Several genes that were significantly differentially expressed between the urban and rural birds are involved in lipid metabolism, binding and storage in both liver and blood (Supplementary Data S3). In particular, liver transcriptomes revealed significant overrepresentation of GO terms linked to the synthesis and elongation of fatty acids (n = 2 genes associated with 6 significant GO terms; Fig. 2C; Supplementary Data S4). The fatty acid composition of tissues is partly determined by the diet (which is likely to differ between urban and rural habitats), and has important implications for many physiological functions and processes including thermoregulation59, inflammation and oxidative stress39. These processes themselves are sensitive to extrinsic stressors, such as pollutants, associated with the urban environment28,45,50.

The rural great tits exhibited significantly higher expression, in the liver, of enzymes - two elongases (ELOVL2, ELOVL5) and a desaturase (FADS6) – involved in the biosynthesis of long-chain polyunsaturated fatty acids60,61 (PUFAs; Supplementary Data S3). Long-chain PUFAs are prone to lipid peroxidation62, thus having higher levels increases an organism’s susceptibility to oxidative damage upon exposure to pro-oxidants. As discussed above, our transcriptome data – in line with other studies – suggest that urban birds already face a greater oxidative threat; maintaining low expression of these elongases in the urban environment could therefore be a response to reduce the extent of oxidative damage to membrane lipids.

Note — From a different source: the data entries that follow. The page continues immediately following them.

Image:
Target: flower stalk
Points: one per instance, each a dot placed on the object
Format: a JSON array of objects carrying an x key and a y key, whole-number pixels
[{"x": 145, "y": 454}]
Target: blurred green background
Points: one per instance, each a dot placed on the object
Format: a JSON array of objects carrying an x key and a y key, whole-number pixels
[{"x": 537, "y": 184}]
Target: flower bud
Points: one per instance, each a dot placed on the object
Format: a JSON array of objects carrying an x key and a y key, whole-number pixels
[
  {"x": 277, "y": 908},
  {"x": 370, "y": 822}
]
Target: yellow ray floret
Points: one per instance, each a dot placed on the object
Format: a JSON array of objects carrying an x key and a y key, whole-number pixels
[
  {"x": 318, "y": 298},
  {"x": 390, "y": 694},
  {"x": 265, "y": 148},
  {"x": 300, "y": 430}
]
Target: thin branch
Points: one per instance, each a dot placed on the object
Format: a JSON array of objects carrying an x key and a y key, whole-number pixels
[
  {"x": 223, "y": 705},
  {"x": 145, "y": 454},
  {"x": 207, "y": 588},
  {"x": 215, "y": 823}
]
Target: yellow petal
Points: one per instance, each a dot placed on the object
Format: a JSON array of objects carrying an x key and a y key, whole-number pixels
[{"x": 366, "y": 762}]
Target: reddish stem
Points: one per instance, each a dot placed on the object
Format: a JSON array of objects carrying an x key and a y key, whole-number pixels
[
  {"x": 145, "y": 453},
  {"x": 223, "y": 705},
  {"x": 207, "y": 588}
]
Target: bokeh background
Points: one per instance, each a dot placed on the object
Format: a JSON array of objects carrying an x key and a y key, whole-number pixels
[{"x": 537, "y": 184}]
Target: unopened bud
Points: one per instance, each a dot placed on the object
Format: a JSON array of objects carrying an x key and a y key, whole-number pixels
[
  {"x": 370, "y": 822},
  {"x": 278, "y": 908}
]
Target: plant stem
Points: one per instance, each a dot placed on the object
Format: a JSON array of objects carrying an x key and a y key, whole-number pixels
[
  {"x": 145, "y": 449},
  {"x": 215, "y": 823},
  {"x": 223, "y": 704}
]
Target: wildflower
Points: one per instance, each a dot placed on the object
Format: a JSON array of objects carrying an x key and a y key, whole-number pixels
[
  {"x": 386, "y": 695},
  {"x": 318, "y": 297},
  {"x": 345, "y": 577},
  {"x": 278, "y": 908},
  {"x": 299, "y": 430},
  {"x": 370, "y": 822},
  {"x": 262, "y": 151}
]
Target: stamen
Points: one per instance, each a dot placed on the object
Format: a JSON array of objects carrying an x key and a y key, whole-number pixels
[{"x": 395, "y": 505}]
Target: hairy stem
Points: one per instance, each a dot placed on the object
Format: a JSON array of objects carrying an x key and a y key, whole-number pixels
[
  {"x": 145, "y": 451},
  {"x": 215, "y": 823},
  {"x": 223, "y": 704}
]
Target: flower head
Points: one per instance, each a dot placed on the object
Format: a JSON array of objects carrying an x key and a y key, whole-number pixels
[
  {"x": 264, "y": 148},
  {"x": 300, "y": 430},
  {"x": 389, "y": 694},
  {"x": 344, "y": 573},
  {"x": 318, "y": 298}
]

PUFAs are converted - via elongation and desaturation pathways - to eicosanoids62, which modulate the intensity and duration of inflammatory responses39. Typically, eicosanoids derived from the omega(ɷ)-6 PUFA pathway have pro-inflammatory effects (e.g. fever, vasodilation, oedema), while those derived from ɷ-3 PUFAs, have anti-inflammatory effects39. Although inflammatory responses act to combat harmful stimuli, excessive and uncontrolled inflammation can incur costs as a result of the generation of pro-oxidants and subsequent damage to macromolecules48. Interestingly, it was recently shown in our study populations that urban great tits had higher circulating levels of the ɷ-6 PUFA arachidonic acid, while rural great tits had higher levels of the ɷ-3 PUFA eicosapentaenoic acid21, suggesting that urban birds have higher levels of pro-inflammatory eicosanoid precursors. Although the relative preferences of the two elongases (ELOVL2 and ELOVL5) for substrates from the ɷ-6 and ɷ-3 pathways61 have not been determined in birds (for mammalian studies, see 60,61), reducing expression of the genes in the urban environment may be a response to limit endogenous synthesis of pro-inflammatory PUFAs and a further increase in inflammation and subsequent oxidative damage.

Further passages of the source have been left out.